Десять заповедей - Сорокин Вячеслав 7 стр.


Локк полагает, что невозможно назвать хотя бы одно моральное положение, с которым будут согласны все[14]. Из этого он делает вывод, что нет таких положений. Между тем из этого следует лишь, что такие положения неформулируемы в слове. Легко сформулировать заповедь «Не убий!», но невозможно сформулировать эту заповедь в таком виде, чтобы согласие с ней всех стало необходимым. Легко найти аргументы, дозволяющие убийство в каком-то случае; но не аргументы, дозволяющие всякое убийство. Оттого, что не могут быть найдены подходящие слова для обоснования морального принципа, не следует, что отсутствует сам этот принцип. Принцип может восприниматься внутренним чувством, но слово  слишком неподходящий инструмент, чтобы возможно было с его помощью представить непозволительность поступка в такой же убедительной форме, в какой его непозволительность очевидна непосредственно. Неописуемы в словах и чувства, но из этого никто не сделает вывод, что чувств нет или что одни люди способны к одним, а другие к совершенно иным по сущности чувствам, которые первым неведомы. Неописуемо в словах и чувство долга, тем не менее каждый знает, что это такое. Неописуемы и качества вещей, но они легко узнаваемы, и так же обстоит дело с моральным чувством и моральными принципами.

Моральное веление проявляет себя как особого рода внутреннее принуждение поступить так-то. Ни один поступок не следует из своих обстоятельств с логической необходимостью. Поступок становится неизбежным в результате морального веления; но бессмысленно пытаться побудить человека к совершению поступка или к отказу от него предложениями в повелительной форме типа «Не кради!» или «Не убей!». Моральное веление может быть действенным. Отдельным словом или предложением моральное веление не может быть вызвано в душе, но оно может быть вызвано описанием поступка, если при этом перечисляются такие характеристики поступка, которые в своей совокупности вызывают моральное одобрение или моральное негодование.

Осуждая или оправдывая убийство, мы можем в обоих случаях ошибиться. Следует ли из этого, что верная моральная оценка конкретного случая убийства невозможна? То, что убийство не всегда аморально,  неразрешимая проблема для богословов и философов-моралистов, связанных в своём мышлении и своих суждениях повелительной формулой «Не убий!». В скольких случаях возмущаются обстоятельствами убийства, а не фактом убийства! «Как поднялась рука этого человека на такое кровавое и страшное дело?» А если бы дело не было кровавым и страшным, осудили бы тот же поступок так же, как его осуждают за то, что он был кровавым и страшным? Неоспоримо, что убийц осуждают зачастую не за поступок, но за жестокие обстоятельства поступка. Тут сознание имеет дело с двумя предметами: с убийством и его обстоятельствами. Осуждается либо убийство, либо обстоятельства, либо то и другое, либо одно осуждается, а другое нет. Если убийца позаботился о том, чтобы не причинить боли и страданий жертве, кто-то увидит в этом даже признаки следования моральному закону.

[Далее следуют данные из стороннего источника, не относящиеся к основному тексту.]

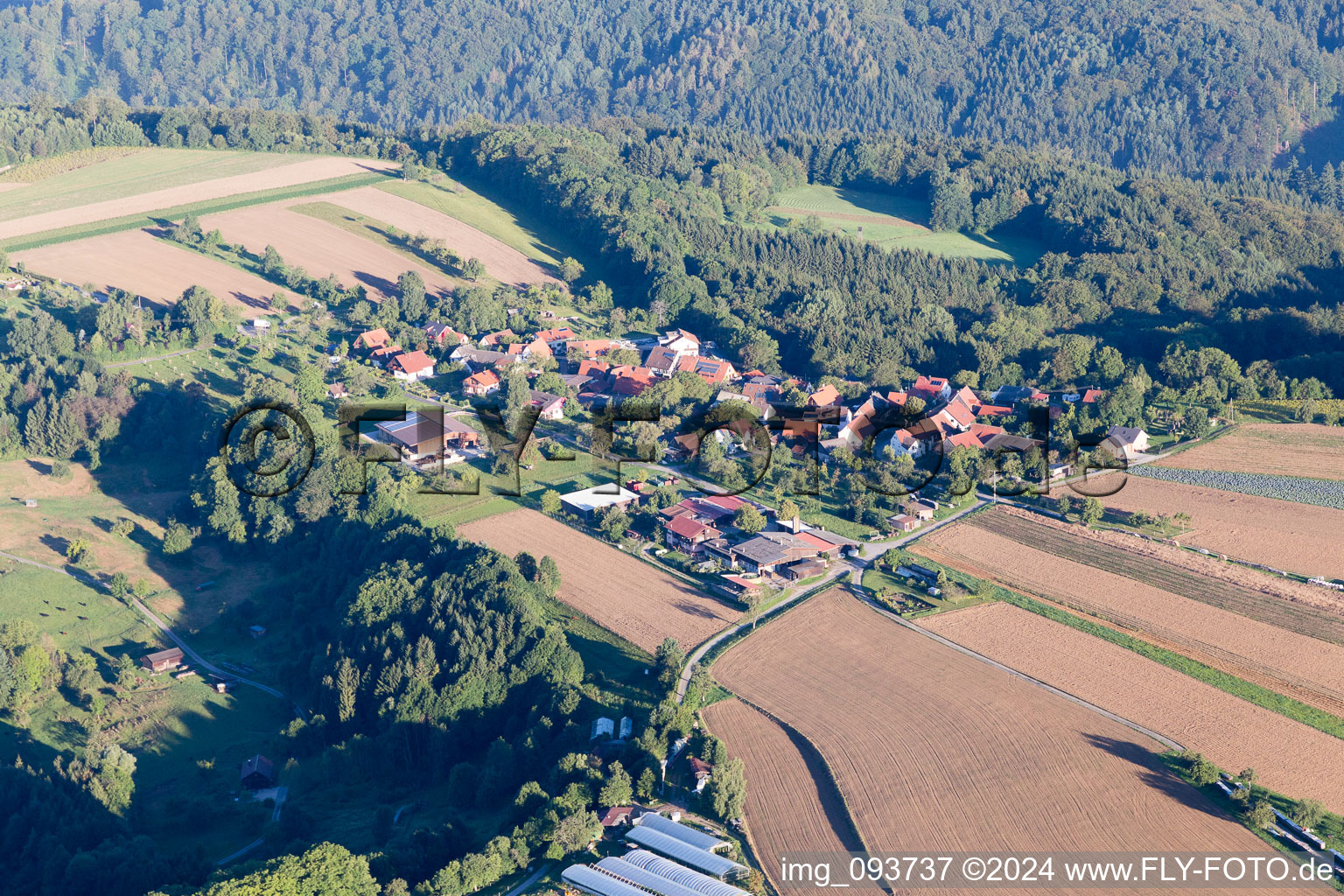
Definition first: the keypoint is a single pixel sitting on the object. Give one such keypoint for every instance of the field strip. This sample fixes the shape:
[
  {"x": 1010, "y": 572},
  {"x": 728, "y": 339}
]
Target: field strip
[
  {"x": 794, "y": 803},
  {"x": 1213, "y": 722},
  {"x": 178, "y": 213},
  {"x": 620, "y": 592},
  {"x": 303, "y": 171},
  {"x": 1306, "y": 668},
  {"x": 1160, "y": 738},
  {"x": 1276, "y": 601},
  {"x": 935, "y": 750}
]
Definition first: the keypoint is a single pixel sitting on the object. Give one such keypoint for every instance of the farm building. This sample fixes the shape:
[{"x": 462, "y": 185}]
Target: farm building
[
  {"x": 669, "y": 871},
  {"x": 804, "y": 570},
  {"x": 258, "y": 773},
  {"x": 163, "y": 662},
  {"x": 683, "y": 852},
  {"x": 426, "y": 433},
  {"x": 586, "y": 502},
  {"x": 903, "y": 522},
  {"x": 1126, "y": 441}
]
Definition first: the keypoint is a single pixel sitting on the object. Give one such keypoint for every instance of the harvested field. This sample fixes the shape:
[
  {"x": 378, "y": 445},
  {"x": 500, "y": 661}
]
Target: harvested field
[
  {"x": 1286, "y": 449},
  {"x": 321, "y": 248},
  {"x": 148, "y": 266},
  {"x": 1230, "y": 731},
  {"x": 622, "y": 594},
  {"x": 1300, "y": 537},
  {"x": 792, "y": 802},
  {"x": 934, "y": 750},
  {"x": 503, "y": 262},
  {"x": 296, "y": 170},
  {"x": 1286, "y": 604},
  {"x": 1292, "y": 664}
]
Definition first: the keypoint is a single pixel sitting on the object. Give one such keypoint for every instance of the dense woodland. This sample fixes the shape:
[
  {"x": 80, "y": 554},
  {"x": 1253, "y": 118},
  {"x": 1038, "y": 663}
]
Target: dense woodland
[{"x": 1160, "y": 85}]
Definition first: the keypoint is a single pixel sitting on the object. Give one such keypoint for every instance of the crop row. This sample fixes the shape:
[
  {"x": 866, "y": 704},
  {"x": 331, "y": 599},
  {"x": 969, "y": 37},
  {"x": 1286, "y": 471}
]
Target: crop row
[{"x": 1301, "y": 489}]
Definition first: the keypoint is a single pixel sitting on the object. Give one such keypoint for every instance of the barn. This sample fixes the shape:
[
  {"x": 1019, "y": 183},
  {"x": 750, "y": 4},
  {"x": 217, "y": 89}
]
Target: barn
[
  {"x": 258, "y": 773},
  {"x": 163, "y": 662}
]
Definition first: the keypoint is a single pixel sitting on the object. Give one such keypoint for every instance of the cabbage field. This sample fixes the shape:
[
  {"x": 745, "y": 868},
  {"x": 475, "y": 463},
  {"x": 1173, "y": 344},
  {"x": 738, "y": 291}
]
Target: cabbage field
[{"x": 1268, "y": 485}]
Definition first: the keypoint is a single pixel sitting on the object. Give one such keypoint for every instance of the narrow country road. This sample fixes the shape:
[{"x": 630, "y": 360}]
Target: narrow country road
[
  {"x": 150, "y": 360},
  {"x": 163, "y": 626},
  {"x": 531, "y": 880}
]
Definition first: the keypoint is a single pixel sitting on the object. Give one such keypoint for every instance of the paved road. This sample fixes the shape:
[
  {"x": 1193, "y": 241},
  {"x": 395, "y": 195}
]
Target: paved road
[
  {"x": 163, "y": 626},
  {"x": 150, "y": 360},
  {"x": 531, "y": 880}
]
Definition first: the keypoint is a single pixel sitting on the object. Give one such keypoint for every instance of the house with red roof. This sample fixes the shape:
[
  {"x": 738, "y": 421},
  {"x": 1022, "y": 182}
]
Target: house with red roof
[
  {"x": 444, "y": 335},
  {"x": 932, "y": 388},
  {"x": 683, "y": 532},
  {"x": 663, "y": 360},
  {"x": 411, "y": 366},
  {"x": 481, "y": 383},
  {"x": 503, "y": 336},
  {"x": 556, "y": 336},
  {"x": 631, "y": 381},
  {"x": 825, "y": 396}
]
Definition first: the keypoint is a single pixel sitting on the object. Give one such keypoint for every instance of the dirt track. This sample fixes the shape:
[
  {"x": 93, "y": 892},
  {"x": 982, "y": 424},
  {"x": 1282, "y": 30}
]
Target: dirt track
[
  {"x": 1228, "y": 730},
  {"x": 305, "y": 170},
  {"x": 617, "y": 592},
  {"x": 935, "y": 751}
]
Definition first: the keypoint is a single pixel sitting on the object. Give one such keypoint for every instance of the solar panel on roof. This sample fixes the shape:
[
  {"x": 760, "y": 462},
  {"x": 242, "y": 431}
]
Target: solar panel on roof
[
  {"x": 684, "y": 833},
  {"x": 680, "y": 873},
  {"x": 684, "y": 852},
  {"x": 596, "y": 881}
]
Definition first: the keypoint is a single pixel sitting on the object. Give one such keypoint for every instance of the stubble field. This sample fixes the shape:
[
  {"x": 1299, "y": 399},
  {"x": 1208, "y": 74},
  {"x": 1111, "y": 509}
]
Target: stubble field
[
  {"x": 1300, "y": 537},
  {"x": 937, "y": 751},
  {"x": 1289, "y": 757},
  {"x": 792, "y": 802},
  {"x": 321, "y": 248},
  {"x": 1284, "y": 449},
  {"x": 503, "y": 262},
  {"x": 617, "y": 592},
  {"x": 1298, "y": 665},
  {"x": 87, "y": 199},
  {"x": 148, "y": 266}
]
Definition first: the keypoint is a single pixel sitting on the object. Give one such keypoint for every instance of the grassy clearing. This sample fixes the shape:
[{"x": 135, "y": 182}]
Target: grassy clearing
[
  {"x": 87, "y": 178},
  {"x": 165, "y": 215},
  {"x": 484, "y": 215},
  {"x": 892, "y": 222}
]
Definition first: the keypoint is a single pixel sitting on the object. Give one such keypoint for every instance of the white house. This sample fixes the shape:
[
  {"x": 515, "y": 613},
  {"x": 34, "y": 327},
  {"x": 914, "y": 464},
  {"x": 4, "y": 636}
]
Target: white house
[{"x": 1126, "y": 441}]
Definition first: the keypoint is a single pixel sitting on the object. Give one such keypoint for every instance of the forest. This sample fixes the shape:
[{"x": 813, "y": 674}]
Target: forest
[{"x": 1155, "y": 85}]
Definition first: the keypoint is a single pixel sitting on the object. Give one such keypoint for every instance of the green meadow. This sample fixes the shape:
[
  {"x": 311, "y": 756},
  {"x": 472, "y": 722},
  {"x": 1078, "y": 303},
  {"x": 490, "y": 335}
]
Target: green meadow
[{"x": 892, "y": 222}]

Осуждение не является неизбежной реакцией на убийство. Но как возможно, что в одних случаях тот же поступок вызывает единодушное осуждение, а в других  очевидцы молчат или даже ликуют? Тут имеет место неверное понимание термина «тот же самый». Одинаковые причины с неизбежностью вызывают одинаковые следствия, и если обнаруживается случай, противоречащий этой закономерности, самый поверхностный анализ позволит установить, что мы имеем дело не с таким же событием, как в предыдущем случае. Нет абсолютно одинаковых событий, нет и одинаковых случаев убийства, поэтому невозможна одинаковая реакция на убийство во всех случаях.

В убийстве есть таинственная привлекательность. Есть такая привлекательность и в смерти, но насильственная смерть больше волнует воображение. Уберём из жизни убийства и смерть, и жизнь утратит присущую ей ценность: не будет причины дорожить ею, поскольку не будет возможна её утрата. Выдающиеся творения поэтов и художников и высокие проявления духа немыслимы при отсутствии трагических моментов в жизни. А что может быть трагичнее смерти? Убийство обладает притягательной силой не по причине своего аморального характера  если он имеет место; в убийстве привлекательно иное  то, что всегда имеет место: «Всё, всё, что гибелью грозит, для сердца смертного таит неизъяснимы наслажденья». Поэт высказал истину, высказать которую не решается философ. Убийство наполняет душу чувством, которое сродни мистическому. Это чувство переживается как особого рода удовольствие. Этого удовольствия стыдятся, но подавить в себе не могут. Аморальное осуждают, ужасное любят. Человек  моральное существо. Из того, что он не осуждает какое-то убийство, следует не то, что он аморален, но то, что для него это убийство не аморально. Зрелище приготовлений к казни злодея, душераздирающие вопли казнимого, топор, занесённый над ним  всё это наполняет душу особым чувством, переживаемым как удовольствие. И никому не придёт в голову воскликнуть: «Остановись, палач, ведь сказано: не убий!». Такого бы толпа растерзала на месте.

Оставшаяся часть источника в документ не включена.